Смутно вырастает сознание: все знают, что мы несем.
В лесу Основа роет яму, роет быстро и деловито, как все, что он делает. Золотится чистый, янтарный песок, выбрасываемый лопатой.
Я сижу на пригорке. Возле — сумка с растопыренными боками. В просвете меж красных сосен сквозит неохватимо серебряная гладь озера; тысячи зеленеющих островков. Пахнет смолистыми сучьями. Тишина. Над головой сумрачно-молчаливая густота хвои.
— Надо глубже, а то собаки выроют, — говорит Основа, работая.
А я думаю с негодованием: «Чудак, словно по хозяйству в саду у себя копается».
Опускаем на дно тяжело отвисающую сумку. Песок сыплется, все выше и выше поднимаясь в узкой яме. Сравнялось. Основа нагребает сухой хвои и набрасывает сучьев, чтобы было, как кругом.
— Не надо говорить ей... Будет бегать сюда... Надо забыть место.
Но я чувствую, — у него, как и у меня, запечатлелось все до последней веточки, песчинки, и не вырвать во всю жизнь.
Потянулись сумрачные, унылые дни. Александру Ивановну мы перевели к себе. Она то неподвижно глядят в окна, то лежит на кровати, молча закинув руки под голову.
Мы ходим на цыпочках, говорим вполголоса, как будто в доме покойник. В мастерской не слышно голосов, только сдержанный стук инструментов.
И вот по дому проползает роковое слово, которое гнали от себя, о котором боялись думать:
— Температура подымается...
— Слышите ли, температура подымается...
Мы забираемся в дальние комнаты в углах:
— Сколько?
— Тридцать восемь.
— Что же это!..
Долго прислушиваемся к грозно и неотвратимо надвигающемуся.
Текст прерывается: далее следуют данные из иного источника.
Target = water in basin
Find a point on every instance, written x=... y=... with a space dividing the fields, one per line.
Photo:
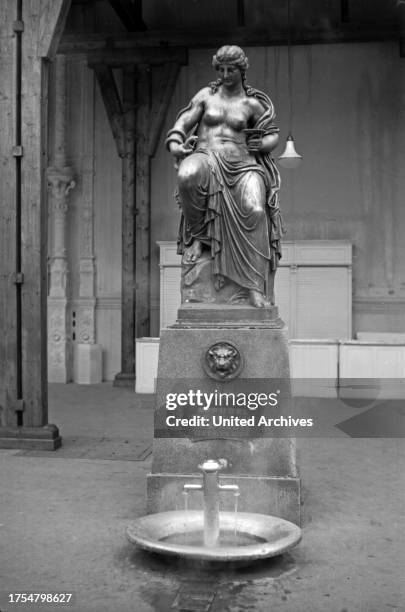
x=196 y=538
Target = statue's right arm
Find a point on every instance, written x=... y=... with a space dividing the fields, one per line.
x=177 y=142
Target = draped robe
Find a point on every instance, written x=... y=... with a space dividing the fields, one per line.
x=244 y=240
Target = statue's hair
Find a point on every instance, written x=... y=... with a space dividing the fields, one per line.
x=231 y=54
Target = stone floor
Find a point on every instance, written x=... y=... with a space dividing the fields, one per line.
x=63 y=516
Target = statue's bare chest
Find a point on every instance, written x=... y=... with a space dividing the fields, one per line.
x=233 y=113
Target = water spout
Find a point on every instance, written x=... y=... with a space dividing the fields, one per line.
x=211 y=489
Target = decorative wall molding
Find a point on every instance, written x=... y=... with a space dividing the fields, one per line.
x=108 y=302
x=379 y=305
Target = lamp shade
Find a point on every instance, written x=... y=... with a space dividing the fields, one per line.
x=290 y=158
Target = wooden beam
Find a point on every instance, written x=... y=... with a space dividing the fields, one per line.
x=117 y=58
x=87 y=43
x=112 y=103
x=142 y=199
x=127 y=375
x=161 y=105
x=52 y=19
x=8 y=264
x=130 y=14
x=34 y=219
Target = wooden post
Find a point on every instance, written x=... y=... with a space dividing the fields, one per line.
x=27 y=33
x=60 y=180
x=127 y=375
x=8 y=265
x=136 y=128
x=142 y=197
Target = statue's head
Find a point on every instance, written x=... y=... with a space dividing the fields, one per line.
x=231 y=55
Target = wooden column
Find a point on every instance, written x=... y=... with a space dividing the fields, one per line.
x=127 y=375
x=136 y=125
x=29 y=30
x=60 y=180
x=142 y=198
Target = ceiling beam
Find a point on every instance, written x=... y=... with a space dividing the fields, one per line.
x=92 y=43
x=153 y=56
x=129 y=13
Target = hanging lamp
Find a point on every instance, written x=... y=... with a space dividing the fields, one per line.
x=290 y=158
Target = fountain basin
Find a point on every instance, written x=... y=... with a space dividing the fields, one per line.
x=243 y=537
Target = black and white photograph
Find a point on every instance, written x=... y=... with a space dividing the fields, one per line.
x=202 y=305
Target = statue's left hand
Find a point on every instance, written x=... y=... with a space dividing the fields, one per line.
x=255 y=143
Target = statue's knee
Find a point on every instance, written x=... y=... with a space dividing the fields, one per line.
x=188 y=173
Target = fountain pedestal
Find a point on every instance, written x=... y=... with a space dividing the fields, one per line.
x=231 y=350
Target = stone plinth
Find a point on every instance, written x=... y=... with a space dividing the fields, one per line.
x=224 y=349
x=87 y=364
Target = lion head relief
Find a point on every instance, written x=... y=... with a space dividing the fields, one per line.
x=222 y=361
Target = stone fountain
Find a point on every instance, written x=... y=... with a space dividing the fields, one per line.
x=228 y=342
x=212 y=535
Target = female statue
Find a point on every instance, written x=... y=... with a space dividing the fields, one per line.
x=227 y=181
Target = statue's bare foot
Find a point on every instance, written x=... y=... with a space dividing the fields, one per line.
x=193 y=252
x=257 y=299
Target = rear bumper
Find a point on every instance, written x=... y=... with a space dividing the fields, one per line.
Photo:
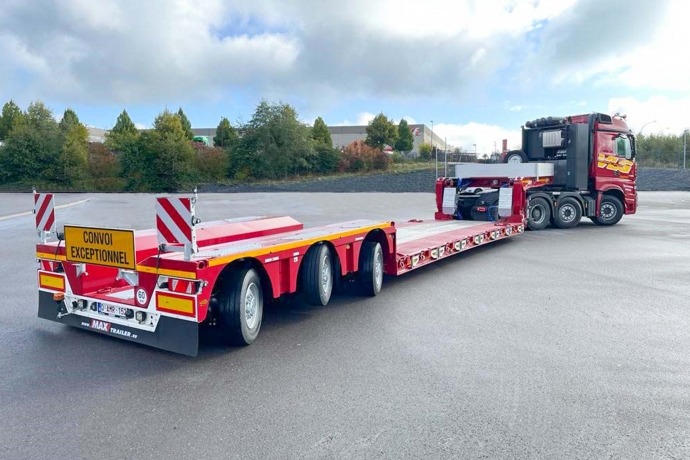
x=171 y=334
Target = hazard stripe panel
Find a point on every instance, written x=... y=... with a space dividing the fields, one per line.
x=178 y=304
x=51 y=281
x=44 y=209
x=174 y=220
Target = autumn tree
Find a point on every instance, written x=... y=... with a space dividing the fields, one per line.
x=273 y=144
x=186 y=124
x=381 y=131
x=405 y=140
x=72 y=162
x=32 y=148
x=425 y=151
x=123 y=134
x=11 y=116
x=320 y=132
x=226 y=135
x=172 y=155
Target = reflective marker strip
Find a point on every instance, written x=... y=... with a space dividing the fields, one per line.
x=179 y=305
x=174 y=220
x=44 y=208
x=51 y=281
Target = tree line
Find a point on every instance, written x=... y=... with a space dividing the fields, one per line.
x=39 y=151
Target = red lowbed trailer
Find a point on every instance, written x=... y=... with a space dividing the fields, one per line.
x=163 y=287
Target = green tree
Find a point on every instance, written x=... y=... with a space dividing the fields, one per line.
x=172 y=153
x=405 y=140
x=32 y=148
x=186 y=124
x=320 y=133
x=69 y=120
x=381 y=131
x=11 y=116
x=72 y=163
x=273 y=144
x=425 y=151
x=326 y=159
x=123 y=135
x=226 y=135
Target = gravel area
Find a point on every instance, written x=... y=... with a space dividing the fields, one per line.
x=649 y=179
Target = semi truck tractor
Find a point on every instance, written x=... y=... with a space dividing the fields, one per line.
x=585 y=165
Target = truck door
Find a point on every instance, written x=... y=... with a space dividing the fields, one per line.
x=614 y=166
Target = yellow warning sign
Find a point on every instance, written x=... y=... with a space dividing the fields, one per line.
x=100 y=246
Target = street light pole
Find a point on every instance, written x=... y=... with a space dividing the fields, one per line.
x=643 y=126
x=432 y=147
x=685 y=146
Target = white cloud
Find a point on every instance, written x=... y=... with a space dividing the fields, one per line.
x=654 y=115
x=126 y=51
x=485 y=137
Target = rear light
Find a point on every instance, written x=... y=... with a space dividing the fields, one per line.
x=181 y=286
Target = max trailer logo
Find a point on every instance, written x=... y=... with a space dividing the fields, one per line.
x=100 y=325
x=105 y=326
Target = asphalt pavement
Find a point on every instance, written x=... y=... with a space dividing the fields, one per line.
x=553 y=344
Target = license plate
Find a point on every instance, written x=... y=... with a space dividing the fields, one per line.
x=111 y=310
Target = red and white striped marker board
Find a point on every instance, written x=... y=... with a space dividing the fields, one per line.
x=44 y=209
x=175 y=221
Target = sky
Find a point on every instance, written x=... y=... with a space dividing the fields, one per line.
x=479 y=69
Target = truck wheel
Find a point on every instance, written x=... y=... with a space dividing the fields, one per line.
x=241 y=307
x=568 y=213
x=317 y=275
x=539 y=214
x=515 y=156
x=610 y=211
x=370 y=274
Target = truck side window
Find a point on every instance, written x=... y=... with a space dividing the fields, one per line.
x=623 y=147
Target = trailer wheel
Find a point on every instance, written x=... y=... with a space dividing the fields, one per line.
x=241 y=307
x=370 y=274
x=515 y=156
x=317 y=275
x=610 y=211
x=568 y=213
x=539 y=214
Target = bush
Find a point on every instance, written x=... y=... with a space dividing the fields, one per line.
x=211 y=163
x=360 y=157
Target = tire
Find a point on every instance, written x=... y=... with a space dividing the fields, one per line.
x=240 y=308
x=317 y=275
x=370 y=274
x=568 y=213
x=538 y=214
x=610 y=211
x=515 y=156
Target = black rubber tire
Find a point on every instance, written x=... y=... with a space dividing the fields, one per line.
x=317 y=275
x=538 y=214
x=610 y=211
x=370 y=274
x=568 y=213
x=514 y=155
x=233 y=324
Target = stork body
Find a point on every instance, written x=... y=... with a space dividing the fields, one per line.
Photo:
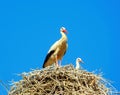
x=57 y=50
x=78 y=61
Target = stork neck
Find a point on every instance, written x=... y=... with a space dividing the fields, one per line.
x=63 y=35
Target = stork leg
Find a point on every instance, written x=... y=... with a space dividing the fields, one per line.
x=56 y=61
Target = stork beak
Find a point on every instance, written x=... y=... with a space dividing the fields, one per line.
x=65 y=31
x=82 y=61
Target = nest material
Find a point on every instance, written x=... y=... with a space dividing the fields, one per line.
x=60 y=81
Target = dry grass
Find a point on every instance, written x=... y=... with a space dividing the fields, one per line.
x=61 y=81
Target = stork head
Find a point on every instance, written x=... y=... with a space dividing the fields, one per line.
x=62 y=29
x=79 y=60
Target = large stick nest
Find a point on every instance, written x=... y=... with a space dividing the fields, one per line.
x=60 y=81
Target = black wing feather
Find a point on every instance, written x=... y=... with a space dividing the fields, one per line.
x=47 y=57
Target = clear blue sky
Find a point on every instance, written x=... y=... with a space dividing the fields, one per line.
x=29 y=27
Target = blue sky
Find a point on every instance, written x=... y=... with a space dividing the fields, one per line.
x=29 y=27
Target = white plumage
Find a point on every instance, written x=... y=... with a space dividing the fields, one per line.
x=78 y=61
x=57 y=50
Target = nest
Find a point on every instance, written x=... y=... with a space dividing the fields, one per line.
x=64 y=80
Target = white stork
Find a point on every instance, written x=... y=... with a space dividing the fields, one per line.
x=78 y=61
x=57 y=50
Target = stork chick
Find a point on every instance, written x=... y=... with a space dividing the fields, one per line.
x=57 y=50
x=78 y=61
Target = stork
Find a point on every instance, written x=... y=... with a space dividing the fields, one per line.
x=57 y=50
x=78 y=61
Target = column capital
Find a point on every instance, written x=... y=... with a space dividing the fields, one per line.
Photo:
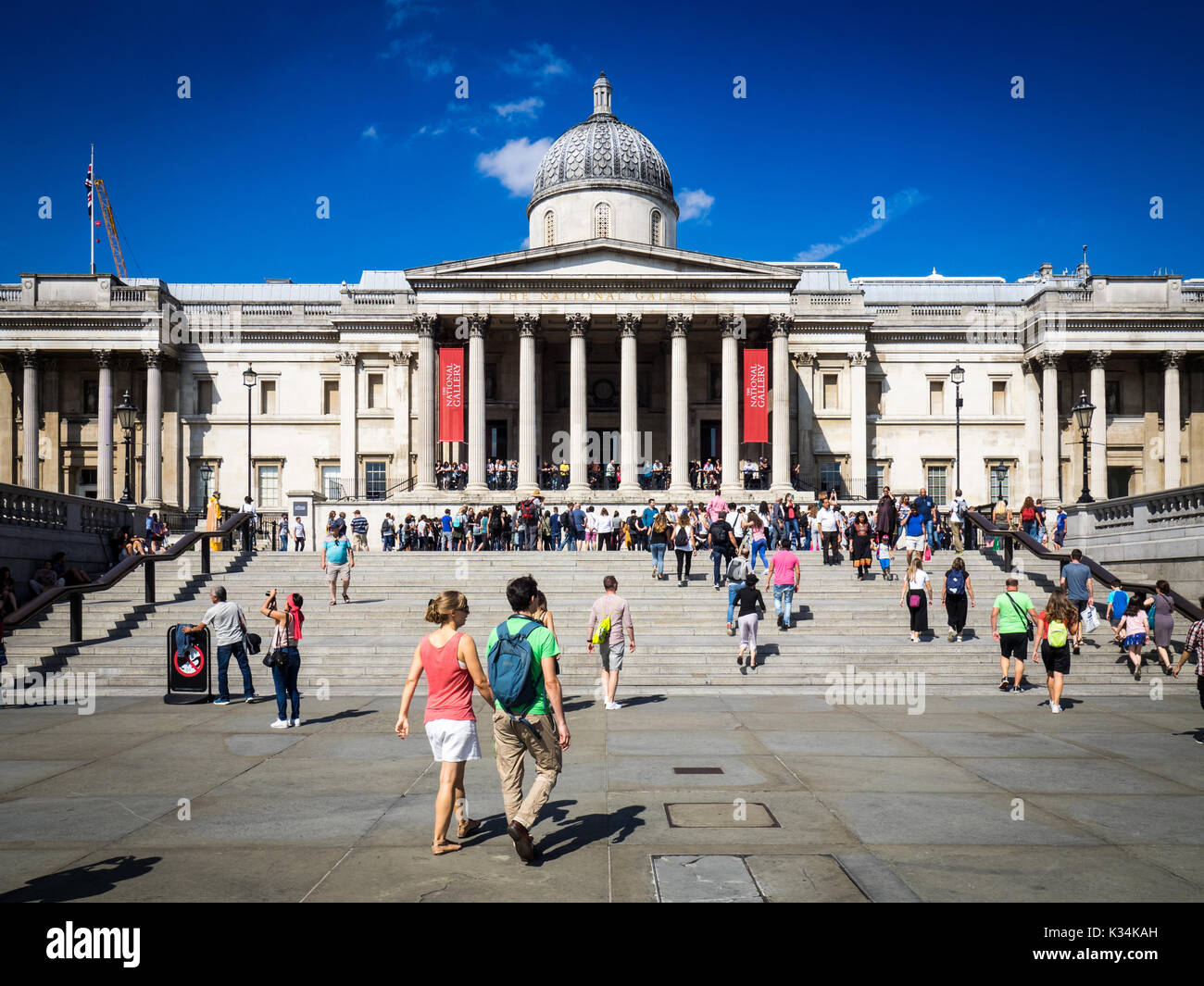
x=731 y=325
x=781 y=323
x=578 y=323
x=526 y=323
x=477 y=325
x=630 y=324
x=679 y=324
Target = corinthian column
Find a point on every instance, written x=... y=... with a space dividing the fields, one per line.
x=29 y=420
x=578 y=324
x=779 y=468
x=425 y=325
x=477 y=324
x=629 y=402
x=1051 y=456
x=1098 y=360
x=153 y=468
x=730 y=440
x=679 y=399
x=1172 y=471
x=105 y=425
x=526 y=324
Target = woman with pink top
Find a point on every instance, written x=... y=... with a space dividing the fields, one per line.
x=452 y=666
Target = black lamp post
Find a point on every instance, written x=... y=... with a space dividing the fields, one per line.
x=958 y=377
x=127 y=417
x=1083 y=412
x=248 y=381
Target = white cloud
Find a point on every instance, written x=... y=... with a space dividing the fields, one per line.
x=694 y=204
x=896 y=205
x=537 y=61
x=525 y=107
x=514 y=163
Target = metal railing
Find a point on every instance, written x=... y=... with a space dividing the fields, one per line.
x=1011 y=538
x=75 y=593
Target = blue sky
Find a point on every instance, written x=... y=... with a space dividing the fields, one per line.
x=357 y=103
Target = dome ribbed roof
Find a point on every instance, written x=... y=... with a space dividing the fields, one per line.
x=606 y=151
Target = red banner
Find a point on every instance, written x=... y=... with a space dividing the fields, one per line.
x=450 y=395
x=757 y=395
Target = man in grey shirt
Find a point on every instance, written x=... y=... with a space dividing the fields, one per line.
x=613 y=646
x=229 y=625
x=1079 y=589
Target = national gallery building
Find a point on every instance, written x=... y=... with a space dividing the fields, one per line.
x=602 y=339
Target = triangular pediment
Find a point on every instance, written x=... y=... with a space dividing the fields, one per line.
x=602 y=257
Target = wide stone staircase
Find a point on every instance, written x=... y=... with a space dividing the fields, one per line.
x=682 y=641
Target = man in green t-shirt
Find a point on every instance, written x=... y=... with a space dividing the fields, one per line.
x=1010 y=625
x=541 y=734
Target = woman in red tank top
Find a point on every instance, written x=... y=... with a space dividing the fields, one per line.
x=453 y=668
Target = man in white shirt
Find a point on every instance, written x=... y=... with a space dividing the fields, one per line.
x=830 y=535
x=229 y=625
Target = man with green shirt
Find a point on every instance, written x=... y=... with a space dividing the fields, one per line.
x=540 y=733
x=1010 y=626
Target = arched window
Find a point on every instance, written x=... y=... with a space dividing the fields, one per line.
x=602 y=219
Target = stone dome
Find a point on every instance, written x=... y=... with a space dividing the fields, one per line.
x=603 y=152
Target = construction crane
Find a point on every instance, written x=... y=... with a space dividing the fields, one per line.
x=115 y=243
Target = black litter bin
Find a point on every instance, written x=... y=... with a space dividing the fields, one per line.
x=188 y=672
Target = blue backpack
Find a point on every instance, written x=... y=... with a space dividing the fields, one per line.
x=509 y=668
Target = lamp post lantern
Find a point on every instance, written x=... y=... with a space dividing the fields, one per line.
x=127 y=417
x=958 y=377
x=248 y=381
x=1083 y=413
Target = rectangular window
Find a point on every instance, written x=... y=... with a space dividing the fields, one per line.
x=374 y=481
x=999 y=397
x=268 y=396
x=205 y=396
x=330 y=396
x=831 y=392
x=830 y=477
x=332 y=486
x=1111 y=396
x=873 y=396
x=874 y=481
x=999 y=484
x=935 y=397
x=938 y=483
x=269 y=486
x=376 y=390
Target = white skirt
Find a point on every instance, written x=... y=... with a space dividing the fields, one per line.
x=453 y=740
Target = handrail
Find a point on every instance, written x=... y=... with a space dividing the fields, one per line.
x=113 y=576
x=1035 y=547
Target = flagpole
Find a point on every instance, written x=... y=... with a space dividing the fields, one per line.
x=92 y=197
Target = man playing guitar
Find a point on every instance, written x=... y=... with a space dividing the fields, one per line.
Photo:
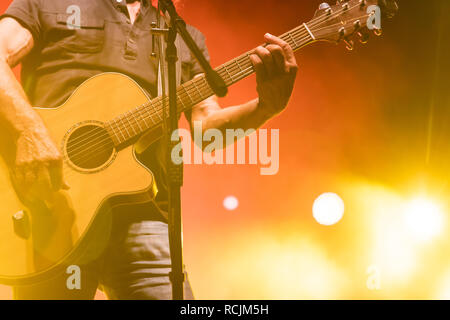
x=113 y=36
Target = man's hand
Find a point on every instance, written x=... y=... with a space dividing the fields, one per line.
x=38 y=167
x=276 y=69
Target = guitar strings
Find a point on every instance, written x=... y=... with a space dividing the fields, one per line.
x=156 y=111
x=194 y=88
x=243 y=73
x=203 y=88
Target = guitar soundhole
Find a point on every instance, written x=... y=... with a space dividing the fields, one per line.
x=89 y=147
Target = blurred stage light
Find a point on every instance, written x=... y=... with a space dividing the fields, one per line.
x=230 y=203
x=424 y=219
x=328 y=209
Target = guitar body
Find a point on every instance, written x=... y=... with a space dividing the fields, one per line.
x=39 y=239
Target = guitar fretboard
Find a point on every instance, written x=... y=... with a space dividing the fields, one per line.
x=133 y=123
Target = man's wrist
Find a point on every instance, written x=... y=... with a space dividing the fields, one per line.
x=264 y=111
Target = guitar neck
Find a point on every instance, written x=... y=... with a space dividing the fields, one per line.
x=132 y=124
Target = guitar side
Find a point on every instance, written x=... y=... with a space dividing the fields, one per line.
x=40 y=239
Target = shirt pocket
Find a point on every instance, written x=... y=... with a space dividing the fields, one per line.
x=86 y=37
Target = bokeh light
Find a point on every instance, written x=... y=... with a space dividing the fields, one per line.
x=328 y=209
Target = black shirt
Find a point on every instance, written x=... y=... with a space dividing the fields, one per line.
x=77 y=39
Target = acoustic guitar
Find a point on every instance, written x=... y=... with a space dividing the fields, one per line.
x=99 y=129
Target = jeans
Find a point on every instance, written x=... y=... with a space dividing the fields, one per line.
x=135 y=265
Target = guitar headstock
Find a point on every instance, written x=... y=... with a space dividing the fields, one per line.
x=346 y=18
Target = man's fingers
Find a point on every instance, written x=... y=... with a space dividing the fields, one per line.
x=288 y=52
x=259 y=67
x=278 y=57
x=267 y=59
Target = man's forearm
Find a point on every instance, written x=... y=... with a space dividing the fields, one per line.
x=245 y=116
x=16 y=113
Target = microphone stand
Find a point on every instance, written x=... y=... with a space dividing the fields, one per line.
x=175 y=171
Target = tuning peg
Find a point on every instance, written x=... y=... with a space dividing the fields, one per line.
x=363 y=37
x=324 y=6
x=349 y=44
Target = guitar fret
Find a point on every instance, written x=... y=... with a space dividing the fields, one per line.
x=137 y=121
x=237 y=63
x=195 y=86
x=229 y=74
x=187 y=93
x=293 y=40
x=196 y=89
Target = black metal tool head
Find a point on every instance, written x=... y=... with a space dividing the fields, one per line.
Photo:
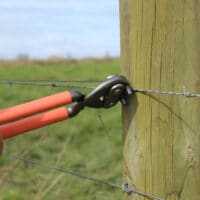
x=114 y=89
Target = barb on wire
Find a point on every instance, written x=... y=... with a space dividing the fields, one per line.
x=176 y=93
x=123 y=187
x=44 y=84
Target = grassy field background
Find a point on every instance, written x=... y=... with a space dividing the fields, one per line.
x=90 y=143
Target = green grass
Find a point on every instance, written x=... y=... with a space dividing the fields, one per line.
x=82 y=144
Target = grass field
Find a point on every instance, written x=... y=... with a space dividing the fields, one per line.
x=90 y=143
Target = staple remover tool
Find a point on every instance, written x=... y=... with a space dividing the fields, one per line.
x=48 y=110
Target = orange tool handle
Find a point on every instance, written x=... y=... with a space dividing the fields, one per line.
x=16 y=128
x=34 y=107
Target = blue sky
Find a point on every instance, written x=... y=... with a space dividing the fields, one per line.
x=44 y=28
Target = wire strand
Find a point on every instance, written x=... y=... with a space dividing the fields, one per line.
x=54 y=84
x=123 y=187
x=176 y=93
x=62 y=83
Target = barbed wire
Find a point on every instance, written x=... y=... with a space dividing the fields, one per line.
x=53 y=84
x=176 y=93
x=124 y=187
x=63 y=84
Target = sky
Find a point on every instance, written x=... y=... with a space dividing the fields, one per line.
x=76 y=28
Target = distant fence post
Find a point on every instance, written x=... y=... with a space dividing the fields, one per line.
x=160 y=49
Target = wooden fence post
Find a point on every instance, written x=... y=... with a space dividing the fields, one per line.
x=160 y=49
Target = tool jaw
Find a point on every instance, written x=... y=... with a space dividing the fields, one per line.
x=114 y=89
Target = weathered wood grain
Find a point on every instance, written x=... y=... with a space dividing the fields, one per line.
x=160 y=49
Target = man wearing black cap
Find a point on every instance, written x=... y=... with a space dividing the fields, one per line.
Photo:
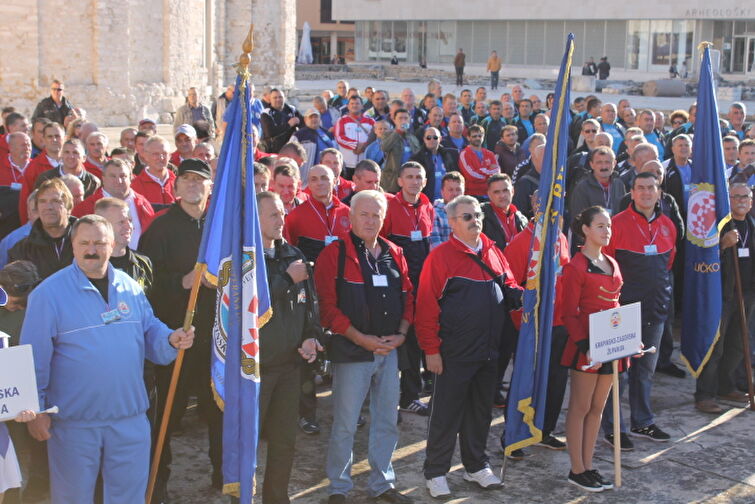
x=172 y=243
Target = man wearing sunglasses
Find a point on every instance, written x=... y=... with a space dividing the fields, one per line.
x=465 y=288
x=56 y=106
x=437 y=161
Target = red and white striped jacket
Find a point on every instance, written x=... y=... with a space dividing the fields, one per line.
x=351 y=131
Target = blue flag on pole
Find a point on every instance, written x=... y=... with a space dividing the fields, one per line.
x=529 y=383
x=707 y=212
x=231 y=250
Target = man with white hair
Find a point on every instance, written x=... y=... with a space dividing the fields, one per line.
x=90 y=435
x=96 y=145
x=156 y=181
x=465 y=288
x=368 y=306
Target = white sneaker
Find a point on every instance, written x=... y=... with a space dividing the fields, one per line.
x=438 y=487
x=484 y=477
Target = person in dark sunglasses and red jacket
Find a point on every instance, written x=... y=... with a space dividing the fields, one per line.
x=465 y=288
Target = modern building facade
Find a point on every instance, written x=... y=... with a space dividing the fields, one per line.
x=332 y=41
x=645 y=36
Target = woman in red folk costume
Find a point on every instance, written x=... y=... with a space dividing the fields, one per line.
x=592 y=283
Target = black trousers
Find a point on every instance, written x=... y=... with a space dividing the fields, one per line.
x=507 y=351
x=279 y=400
x=557 y=378
x=411 y=379
x=461 y=406
x=194 y=378
x=308 y=392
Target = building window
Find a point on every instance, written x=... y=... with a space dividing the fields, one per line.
x=326 y=11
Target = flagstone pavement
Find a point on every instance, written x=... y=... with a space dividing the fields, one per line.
x=711 y=459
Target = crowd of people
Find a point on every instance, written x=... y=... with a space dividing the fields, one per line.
x=396 y=235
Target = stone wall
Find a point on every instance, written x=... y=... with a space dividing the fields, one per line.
x=122 y=61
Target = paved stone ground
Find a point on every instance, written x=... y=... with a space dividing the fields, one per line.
x=710 y=459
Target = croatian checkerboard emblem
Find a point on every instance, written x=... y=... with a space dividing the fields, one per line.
x=701 y=216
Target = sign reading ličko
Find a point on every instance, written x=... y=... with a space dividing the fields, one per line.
x=615 y=333
x=18 y=384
Проходит мучительный день, проходит мучительная, не дающая сомкнуть глаз ночь.
И опять:
— Сколько?
— Тридцать восемь, четыре.
Вечером:
— Тридцать восемь, восемь.
— Господа, так нельзя. Это смерть идет, заражение крови.
— Необходимо доктора.
И все глаза обратились ко мне с Основой.
— Ну, разумеется, доктора, — проговорил я преувеличенно убедительно и горячо.
А Основа просто:
— Сейчас схожу.
С предосторожностями сообщили Александре Ивановне. Она посмотрела на нас спокойно и холодно.
— Не надо доктора.
— Но... Александра Ивановна, нельзя же запускать, ведь...
— Я сама знаю, акушерка... подождем.
И потянулись мучительные, удушливые часы ожидания.
— Тридцать девять.
Тогда решили позвать доктора помимо нее. Но она, очевидно, следила за нами.
— Я вам говорю — не надо доктора.
— Нет, уж как хотите, доктор необходим.
Она зло посмотрела на меня, на Основу и... расхохоталась. У меня мурашки по спине.
— Ха-ха-ха... какие благородные, какие великодушные молодые люди!.. Доктора!.. Доктор осмотрит и, конечно, спросит: «Где же ребенок?» Раз его нет, стало быть, надо подозревать наличность преступления... Разы-ыщут!.. Найдутся свидетели, с радостью покажут — вы несли что-то в лес... А если откопают, сразу видно, ребенок родился живым... Я убила, вы — соучастники... Вам тоже каторга... Ха-ха-ха... молодые, благородные, великодушные люди!..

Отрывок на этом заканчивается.